I find S&W's current website a bit difficult to navigate. Here are S&W's current revolvers; then you've got to go to the drop down menu for "frame size" and choose the J-frames, entitled "Small (J)":
https://www.smith-wesson.com/revolvers

Then you've got to go to the bottom somewhere on the page and choose "show more products" to show all 46 current J-frame models. From there, study the photos, all the while deciding if a fully shrouded extractor rod is really necessary; and if an exposed hammer is really necessary; along with barrel length, caliber, finish/color, frame material, price, integral lock system or not; and whether you still want a J-frame vs. another larger frame size.

At a glance, currently, there are the 360 and 351 models to add to the Model 60 having a hammer, more or less fully shrouded extractor rod, and being a J-frame.
 
Howdy

You seem to be concentrating on J frames. Small frame revolvers that have a five shot capacity when chembered for 38 Special or 357 Magnum.

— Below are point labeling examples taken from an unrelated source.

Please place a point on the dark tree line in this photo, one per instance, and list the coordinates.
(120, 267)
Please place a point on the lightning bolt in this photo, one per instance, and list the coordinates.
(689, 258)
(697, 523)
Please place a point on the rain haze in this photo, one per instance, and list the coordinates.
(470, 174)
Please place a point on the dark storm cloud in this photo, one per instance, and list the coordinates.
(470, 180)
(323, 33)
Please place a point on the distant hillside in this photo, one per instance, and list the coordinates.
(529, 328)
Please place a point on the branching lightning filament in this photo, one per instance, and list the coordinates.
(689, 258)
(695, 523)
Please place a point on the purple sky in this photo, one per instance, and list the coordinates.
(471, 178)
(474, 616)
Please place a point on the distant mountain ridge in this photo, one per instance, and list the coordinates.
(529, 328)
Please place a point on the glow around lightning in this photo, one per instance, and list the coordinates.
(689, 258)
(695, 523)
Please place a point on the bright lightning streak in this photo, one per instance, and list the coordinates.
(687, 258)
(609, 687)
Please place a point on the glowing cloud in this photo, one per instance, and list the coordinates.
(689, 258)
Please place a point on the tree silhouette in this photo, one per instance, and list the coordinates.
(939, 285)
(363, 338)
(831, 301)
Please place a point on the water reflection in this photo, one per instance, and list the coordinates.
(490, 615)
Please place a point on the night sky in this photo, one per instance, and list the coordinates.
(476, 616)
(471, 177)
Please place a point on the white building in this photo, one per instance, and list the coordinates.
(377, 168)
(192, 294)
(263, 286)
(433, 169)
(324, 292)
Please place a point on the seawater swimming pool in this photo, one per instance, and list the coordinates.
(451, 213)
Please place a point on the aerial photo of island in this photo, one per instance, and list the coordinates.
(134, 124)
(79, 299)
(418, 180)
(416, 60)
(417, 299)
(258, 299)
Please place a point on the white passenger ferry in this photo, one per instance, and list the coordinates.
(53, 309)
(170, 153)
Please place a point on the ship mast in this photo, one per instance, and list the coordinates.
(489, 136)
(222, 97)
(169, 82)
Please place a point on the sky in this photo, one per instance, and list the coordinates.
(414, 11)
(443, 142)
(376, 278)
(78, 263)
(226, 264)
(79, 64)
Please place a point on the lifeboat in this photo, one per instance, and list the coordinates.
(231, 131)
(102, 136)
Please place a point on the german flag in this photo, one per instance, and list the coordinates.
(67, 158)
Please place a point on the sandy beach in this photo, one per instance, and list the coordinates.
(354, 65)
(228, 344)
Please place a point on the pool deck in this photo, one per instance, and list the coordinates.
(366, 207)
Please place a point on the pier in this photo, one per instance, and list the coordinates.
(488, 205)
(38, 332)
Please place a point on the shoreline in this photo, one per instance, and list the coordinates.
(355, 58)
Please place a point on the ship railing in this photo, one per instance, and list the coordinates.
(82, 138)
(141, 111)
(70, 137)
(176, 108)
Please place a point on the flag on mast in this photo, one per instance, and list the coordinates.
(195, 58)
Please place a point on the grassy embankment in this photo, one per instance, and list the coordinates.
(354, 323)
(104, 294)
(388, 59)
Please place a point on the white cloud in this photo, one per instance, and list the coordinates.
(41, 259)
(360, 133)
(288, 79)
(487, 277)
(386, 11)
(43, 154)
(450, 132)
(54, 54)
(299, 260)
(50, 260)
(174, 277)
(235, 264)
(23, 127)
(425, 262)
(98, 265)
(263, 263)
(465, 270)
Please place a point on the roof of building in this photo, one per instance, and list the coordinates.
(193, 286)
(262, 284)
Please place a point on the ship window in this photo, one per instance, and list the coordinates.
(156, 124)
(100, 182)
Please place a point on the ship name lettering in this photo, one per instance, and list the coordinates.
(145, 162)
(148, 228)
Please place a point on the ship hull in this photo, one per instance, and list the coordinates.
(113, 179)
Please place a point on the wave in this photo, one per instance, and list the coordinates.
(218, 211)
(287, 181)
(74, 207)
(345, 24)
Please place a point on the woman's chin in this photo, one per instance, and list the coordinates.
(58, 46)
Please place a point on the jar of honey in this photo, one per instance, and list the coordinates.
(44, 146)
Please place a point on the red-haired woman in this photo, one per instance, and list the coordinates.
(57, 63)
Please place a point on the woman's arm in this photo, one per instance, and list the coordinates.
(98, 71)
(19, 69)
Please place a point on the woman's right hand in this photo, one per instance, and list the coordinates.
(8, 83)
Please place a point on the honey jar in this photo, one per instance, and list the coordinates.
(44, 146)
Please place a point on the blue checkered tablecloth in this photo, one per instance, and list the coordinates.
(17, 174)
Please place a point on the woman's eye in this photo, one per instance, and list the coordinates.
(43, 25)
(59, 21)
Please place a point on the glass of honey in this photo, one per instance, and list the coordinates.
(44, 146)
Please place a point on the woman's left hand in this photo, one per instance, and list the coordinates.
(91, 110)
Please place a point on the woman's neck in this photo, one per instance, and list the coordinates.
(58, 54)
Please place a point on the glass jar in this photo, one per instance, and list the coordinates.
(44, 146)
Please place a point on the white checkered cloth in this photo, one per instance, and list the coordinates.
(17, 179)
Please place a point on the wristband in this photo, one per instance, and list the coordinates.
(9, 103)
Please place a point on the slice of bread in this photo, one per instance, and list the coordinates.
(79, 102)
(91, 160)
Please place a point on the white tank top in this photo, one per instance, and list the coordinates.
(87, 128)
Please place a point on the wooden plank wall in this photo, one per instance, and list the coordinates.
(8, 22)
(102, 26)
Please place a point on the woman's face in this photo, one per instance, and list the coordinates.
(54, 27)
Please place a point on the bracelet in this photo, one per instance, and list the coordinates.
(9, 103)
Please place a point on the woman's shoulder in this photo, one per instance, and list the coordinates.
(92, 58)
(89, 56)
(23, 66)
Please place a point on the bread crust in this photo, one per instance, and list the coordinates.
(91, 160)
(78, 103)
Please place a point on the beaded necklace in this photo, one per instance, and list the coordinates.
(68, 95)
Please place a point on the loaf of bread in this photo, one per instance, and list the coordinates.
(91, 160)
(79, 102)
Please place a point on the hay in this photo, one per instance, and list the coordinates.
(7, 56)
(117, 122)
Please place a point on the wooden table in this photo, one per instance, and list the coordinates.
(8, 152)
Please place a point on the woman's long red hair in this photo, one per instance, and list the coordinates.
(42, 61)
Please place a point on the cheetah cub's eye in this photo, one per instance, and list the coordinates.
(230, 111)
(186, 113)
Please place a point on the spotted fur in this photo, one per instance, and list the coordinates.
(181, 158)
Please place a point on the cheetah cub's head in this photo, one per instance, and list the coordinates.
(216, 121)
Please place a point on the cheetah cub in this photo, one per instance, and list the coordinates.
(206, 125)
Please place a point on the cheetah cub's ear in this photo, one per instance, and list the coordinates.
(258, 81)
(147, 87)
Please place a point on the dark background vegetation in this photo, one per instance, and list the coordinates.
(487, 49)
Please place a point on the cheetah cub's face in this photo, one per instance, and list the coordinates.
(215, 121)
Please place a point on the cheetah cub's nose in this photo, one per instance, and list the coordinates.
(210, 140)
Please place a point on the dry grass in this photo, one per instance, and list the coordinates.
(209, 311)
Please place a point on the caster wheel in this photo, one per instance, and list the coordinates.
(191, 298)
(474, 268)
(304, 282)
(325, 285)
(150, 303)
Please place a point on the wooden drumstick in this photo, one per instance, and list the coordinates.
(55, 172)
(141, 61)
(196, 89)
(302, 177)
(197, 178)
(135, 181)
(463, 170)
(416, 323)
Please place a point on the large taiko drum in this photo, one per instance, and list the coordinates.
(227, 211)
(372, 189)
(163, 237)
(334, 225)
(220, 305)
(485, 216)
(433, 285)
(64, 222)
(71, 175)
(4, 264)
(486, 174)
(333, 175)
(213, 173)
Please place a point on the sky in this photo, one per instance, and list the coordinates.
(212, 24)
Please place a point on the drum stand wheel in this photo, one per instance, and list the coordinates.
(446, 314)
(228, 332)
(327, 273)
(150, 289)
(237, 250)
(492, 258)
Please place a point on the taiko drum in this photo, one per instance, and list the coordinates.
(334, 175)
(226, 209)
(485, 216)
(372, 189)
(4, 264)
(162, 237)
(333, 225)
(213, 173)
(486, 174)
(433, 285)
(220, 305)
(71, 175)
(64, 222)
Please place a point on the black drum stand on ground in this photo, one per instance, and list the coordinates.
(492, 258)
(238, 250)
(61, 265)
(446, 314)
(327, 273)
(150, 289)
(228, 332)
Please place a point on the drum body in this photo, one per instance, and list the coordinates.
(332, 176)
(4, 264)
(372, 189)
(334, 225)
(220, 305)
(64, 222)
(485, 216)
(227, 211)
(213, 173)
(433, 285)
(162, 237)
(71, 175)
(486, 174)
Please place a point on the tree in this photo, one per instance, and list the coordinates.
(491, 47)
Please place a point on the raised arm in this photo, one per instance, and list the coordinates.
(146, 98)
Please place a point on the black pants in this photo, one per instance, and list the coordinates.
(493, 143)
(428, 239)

Since you say you have never had a revolver before, may I humbly suggest for your first revolver you buy a classic K frame revolver. Larger than a J frame, six shots when chambered for 38 Special or 357 Magnum.

I suggest for your first revolver you find a Model 10, the classic six shot 38 Special revolver. Blue finish, 38 Special, and fixed sights, still manufactured after more than 100 years. (I'm counting the 38 Military & Police models in that statistic). If you want adjustable sights, a model 67 is a great Stainless 38 Special revolver. If you want 357 Magnum, may I suggest a Model 66 or a Model 686. Both are stainless. The 66 is a K frame revolver, the 686 is slightly larger and more rugged. It is available as a seven shot revolver too.

May I also suggest you not buy a 357 Magnum J frame revolver as your first revolver. 357 Magnum is quite a handfull in a small revolver. Best to wait until you have some experience with revolvers before you go down that road. If you buy a 357 Magnum J frame as your first revolver, you may be disappointed.
 
I'm looking at J frames because I might carry it. I wouldn't mind a 66 or 686 though. I also wouldn't rule out a 10. I'd rather have a .38 if it's a J frame. I have shot lots of revolvers, just never bought one. I've even shot .357 J frames so I know what they are like. I'm doing my research right now but haven't decided on anything specific.
 
I'm looking at J frames because I might carry it. I wouldn't mind a 66 or 686 though. I also wouldn't rule out a 10. I'd rather have a .38 if it's a J frame. I have shot lots of revolvers, just never bought one. I've even shot .357 J frames so I know what they are like. I'm doing my research right now but haven't decided on anything specific.

They currently make a snub nosed variant M66. With the right grips it's manageable with heavy loads and still carries well. Plus you get 6 shots, nice sights, a better trigger and your shrouded ejector rod.
 
I like these

Those are K frames. They are bigger than the J frames you were asking about. You can tell by looking at the cylinder flutes that they are six shooters, not five shooters.

Here is a photo showing the difference in size between a K frame and a J frame snub nosed revolver. The revolver at the top of the photo is an old 38 M&P with a 2" barrel, built on the K frame. The revolver at the bottom of the photo is a Model 36, built on the J frame. You can clearly see the difference in frame sizes. Although these are old revolvers, the difference in frame sizes is the same with the modern S&W revolvers.

M%20and%20P%20and%20Model%2036_zps0ajwvfhp.jpg




As I said before, I recommend a K frame Smith for your first revolver, rather than a J frame. Yes, the J frame is more easily concealed, but if you are going to be shooting 357 Magnums, the K frame is much more shooter friendly.